There are few data about biology of this species. Using vertebrae as growth markers, maximum lifespan was supposed to be 21–23 years.
It's an oviparous cartilaginous fish. The females lay their eggs from March to September. Females lay around 30 eggs per year. Sexual maturity is reached at around 9 years of age for females, and 8 years for males. Each egg is a leathery black eggcase with horny corners, known by the common name "mermaid's purse" (as are the eggcases of other rays, skates and sharks). They usually are 72– 90 mm long and 42– 52 mm wide. These "purses" often wash up on beaches after rough weather, although usually they wash up empty, the young ray having already hatched out.

== Diet ==
The ray eats small fish, crustaceans, molluscs and other macrobenthos.

== Human interactions ==
Like other benthonic species of similar size this ray is caught incidentally or intentionally by commercial fisheries using trawls, gillnets, and line gears. It is a common host in public aquariums as fares relatively well.

== Protection ==
Because of its late sexual maturity and low rate of population growth, undulate ray is extremely vulnerable to exploitation by fisheries. In the north Atlantic, populations have declined severely from the Irish area, and there are no longer records of catches of this species in the English Channel.

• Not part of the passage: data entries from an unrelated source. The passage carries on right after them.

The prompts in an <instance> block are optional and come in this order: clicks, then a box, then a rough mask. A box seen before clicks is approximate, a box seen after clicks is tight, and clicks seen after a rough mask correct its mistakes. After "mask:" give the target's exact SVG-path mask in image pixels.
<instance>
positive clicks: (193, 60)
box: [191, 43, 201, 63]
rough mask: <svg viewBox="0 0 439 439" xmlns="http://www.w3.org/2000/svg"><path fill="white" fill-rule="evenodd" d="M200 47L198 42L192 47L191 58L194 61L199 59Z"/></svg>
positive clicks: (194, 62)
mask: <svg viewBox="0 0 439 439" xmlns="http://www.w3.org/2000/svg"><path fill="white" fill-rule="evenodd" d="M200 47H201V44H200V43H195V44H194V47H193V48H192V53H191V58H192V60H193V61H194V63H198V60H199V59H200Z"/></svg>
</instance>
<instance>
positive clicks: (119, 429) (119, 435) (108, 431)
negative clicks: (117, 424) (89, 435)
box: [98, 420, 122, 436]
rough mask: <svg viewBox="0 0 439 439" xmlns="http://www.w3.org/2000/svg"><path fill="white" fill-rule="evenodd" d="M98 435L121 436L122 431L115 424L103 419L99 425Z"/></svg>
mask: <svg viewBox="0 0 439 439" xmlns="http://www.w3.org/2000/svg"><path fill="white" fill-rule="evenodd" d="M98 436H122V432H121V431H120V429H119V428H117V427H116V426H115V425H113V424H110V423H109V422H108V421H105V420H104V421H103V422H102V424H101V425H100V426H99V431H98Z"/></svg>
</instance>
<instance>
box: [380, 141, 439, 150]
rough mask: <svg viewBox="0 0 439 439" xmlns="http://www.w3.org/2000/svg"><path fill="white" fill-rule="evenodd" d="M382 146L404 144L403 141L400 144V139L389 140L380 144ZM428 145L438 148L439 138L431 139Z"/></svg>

Since 2009 it has been illegal to keep Undulate Rays fished in EU waters due to concerns over the decreasing size of stocks. They must be returned unharmed if possible.

==Reproduction==
During a study it was found that the gonadosomatic index for the females was higher in the winter, which means that this specie reproduces during this season. Females also matured at significantly larger sized and older ages than males.